It might be that you missed to implement hook_token_list
as well. Providing a new token is a two step process:
- Implement
hook_token_list
to declare the tokens you are going to provide. This will just be the name of the tokens, along with a short explanation, and the information to what type of objects the tokens will apply (e.g. node, user, taxonomy, ...)
- Implement
hook_token_value
to actually generate the content of the tokens. This will be called when the tokens are to be replaced with the content they should stand for.
As you just want to provide an alternative version of the title token already provided by the token module, it is probably best to just copy the relevant portions from token_node.inc, stripped down to the relevant cases and adjusted to be used in another module:
/**
* Implementation of hook_token_list().
*/
function yourModule_token_list($type = 'all') {
if ($type == 'node' || $type == 'all') {
$tokens['node']['yourModule-title'] = t('Node title (customized version by yourModule)');
return $tokens;
}
}
This simply says that yourModule
provides a token for node objects, named yourModule-title
, along with a short description. The main work gets done in the other hook:
/**
* Implementation of hook_token_values().
*/
function yourModule_token_values($type, $object = NULL, $options = array()) {
$values = array();
switch ($type) {
case 'node':
$node = $object;
// TODO: Replace the check_plain() call with your own token value creation logic!
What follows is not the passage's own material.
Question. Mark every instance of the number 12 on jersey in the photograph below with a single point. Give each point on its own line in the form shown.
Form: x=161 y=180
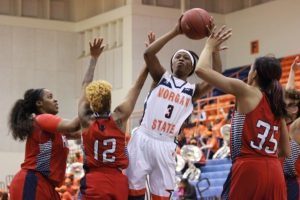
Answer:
x=263 y=136
x=105 y=154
$values['yourModule-title'] = check_plain($node->title);
break;
}
return $values;
}
This will be called whenever the tokens for node objects are needed, with the node in question being passed as the $object
parameter (for a user token, the $type
would be 'user', and $object
would be the user object, and so on for other types). What it does is creating an array of values, keyed by the token name, with the replacement for that token as the value. The original code from token_node.inc just runs the title through check_plain()
, so this would be the place to insert your own logic.